Question

If A is a diagonal matrix of order \[3\times 3\] is a commutative with every square matrix of the order \[3\times 3\] under multiplication and tr(A)=12, then the value of \[\left| A \right|\] is

Answer 1

Hint: Assume the diagonal elements of the diagonal matrix A of the order \[3\times 3\] be x. We know that the diagonal matrix is such a matrix that has all elements equal to zero except the diagonal elements. Now, get the matrix A. We have the value of trace of matrix A and we know that trace of a matrix is the summation of its diagonal elements. Use this and get the value of x. Now, put the value of x in the matrix, A = \[\left[ \begin{align}
  & \begin{matrix}
   x & 0 & 0 \\
\end{matrix} \\
 & \begin{matrix}
   0 & x & 0 \\
\end{matrix} \\
 & \begin{matrix}
   0 & 0 & x \\
\end{matrix} \\
\end{align} \right]\] . Now, expand this matrix along the first row and get the determinant value of matrix A.

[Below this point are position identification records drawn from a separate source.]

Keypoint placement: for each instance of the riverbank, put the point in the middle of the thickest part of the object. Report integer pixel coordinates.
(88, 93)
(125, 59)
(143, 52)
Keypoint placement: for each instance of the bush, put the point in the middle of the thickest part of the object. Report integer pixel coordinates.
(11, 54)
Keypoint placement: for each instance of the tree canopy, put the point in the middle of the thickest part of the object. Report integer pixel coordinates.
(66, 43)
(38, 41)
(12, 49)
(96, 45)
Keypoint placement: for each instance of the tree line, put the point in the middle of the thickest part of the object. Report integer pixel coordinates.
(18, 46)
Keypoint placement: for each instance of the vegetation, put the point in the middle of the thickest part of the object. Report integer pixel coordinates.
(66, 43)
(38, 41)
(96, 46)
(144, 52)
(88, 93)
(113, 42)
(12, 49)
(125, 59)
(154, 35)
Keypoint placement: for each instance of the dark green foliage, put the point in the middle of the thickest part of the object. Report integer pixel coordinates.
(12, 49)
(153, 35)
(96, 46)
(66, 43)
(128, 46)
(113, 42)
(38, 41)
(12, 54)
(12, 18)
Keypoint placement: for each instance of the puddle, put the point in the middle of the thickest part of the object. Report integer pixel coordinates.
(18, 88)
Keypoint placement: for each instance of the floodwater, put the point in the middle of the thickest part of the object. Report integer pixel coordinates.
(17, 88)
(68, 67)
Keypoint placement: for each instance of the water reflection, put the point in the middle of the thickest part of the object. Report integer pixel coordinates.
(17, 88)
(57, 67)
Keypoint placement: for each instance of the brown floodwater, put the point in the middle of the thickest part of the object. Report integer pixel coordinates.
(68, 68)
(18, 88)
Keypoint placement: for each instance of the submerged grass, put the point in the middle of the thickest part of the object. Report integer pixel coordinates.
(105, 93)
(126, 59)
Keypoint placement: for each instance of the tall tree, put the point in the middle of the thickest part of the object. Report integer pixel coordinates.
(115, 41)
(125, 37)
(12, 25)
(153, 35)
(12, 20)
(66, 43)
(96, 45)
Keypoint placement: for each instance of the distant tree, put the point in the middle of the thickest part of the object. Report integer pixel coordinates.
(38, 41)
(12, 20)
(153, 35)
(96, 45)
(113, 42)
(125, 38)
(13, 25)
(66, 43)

Complete step-by-step solution -
According to the question, it is given that if A is a diagonal matrix of order \[3\times 3\] is a commutative with every square matrix of the order \[3\times 3\] under multiplication and tr(A)= 12.
The trace of matrix A = 12 ……………………(1)
Let us assume the diagonal elements of the diagonal matrix A of the order \[3\times 3\] be x.
We know that the diagonal matrix is such a matrix that has all elements equal to zero except the diagonal elements.
Now, our diagonal matrix is,
A = \[\left[ \begin{align}
  & \begin{matrix}
   x & 0 & 0 \\
\end{matrix} \\
 & \begin{matrix}
   0 & x & 0 \\
\end{matrix} \\
 & \begin{matrix}
   0 & 0 & x \\
\end{matrix} \\
\end{align} \right]\] ………………………(2)
We know that trace of a diagonal matrix is the summation of the diagonal elements of the matrix.
From equation (2), we have the matrix A.
The summation of the diagonal elements of the matrix A = \[x+x+x=3x\] ………………………(3)
From equation (1), we have the trace of matrix A.
Now, from equation (2) and equation (3), we have
\[\begin{align}
  & \Rightarrow 3x=12 \\
 & \Rightarrow x=\dfrac{12}{3} \\
\end{align}\]
\[\Rightarrow x=4\] …………………………..(4)
Putting the value of x from equation (4) in equation (2), we get
A = \[\left[ \begin{align}
  & \begin{matrix}
   4 & 0 & 0 \\
\end{matrix} \\
 & \begin{matrix}
   0 & 4 & 0 \\
\end{matrix} \\
 & \begin{matrix}
   0 & 0 & 4 \\
\end{matrix} \\
\end{align} \right]\] ……………………………..(5)
Now, we have to find the determinant value of matrix A.
From equation (5), we have matrix A.
Expanding the matrix A along the first row, we get
\[\begin{align}
  & \Rightarrow A=\left[ 4\left\{ 4\left( 4 \right)-0\left( 0 \right) \right\}-0\left\{ 0\left( 4 \right)-0\left( 0 \right) \right\}+0\left\{ 0\left( 0 \right)-0\left( 4 \right) \right\} \right] \\
 & \Rightarrow A=4\times 4\left( 4 \right) \\
 & \Rightarrow A=64 \\
\end{align}\]
Therefore, the determinant value of matrix A is 64.
Hence, the value of \[\left| A \right|\] is 64.

Note: In this question, one might take tr(A) as the transpose of matrix A. This is wrong because tr(A) means the trace of matrix A and trace of a matrix is the summation of its diagonal elements. To avoid this kind of silly mistake, we have to keep in mind that tr(A) means the trace of matrix A.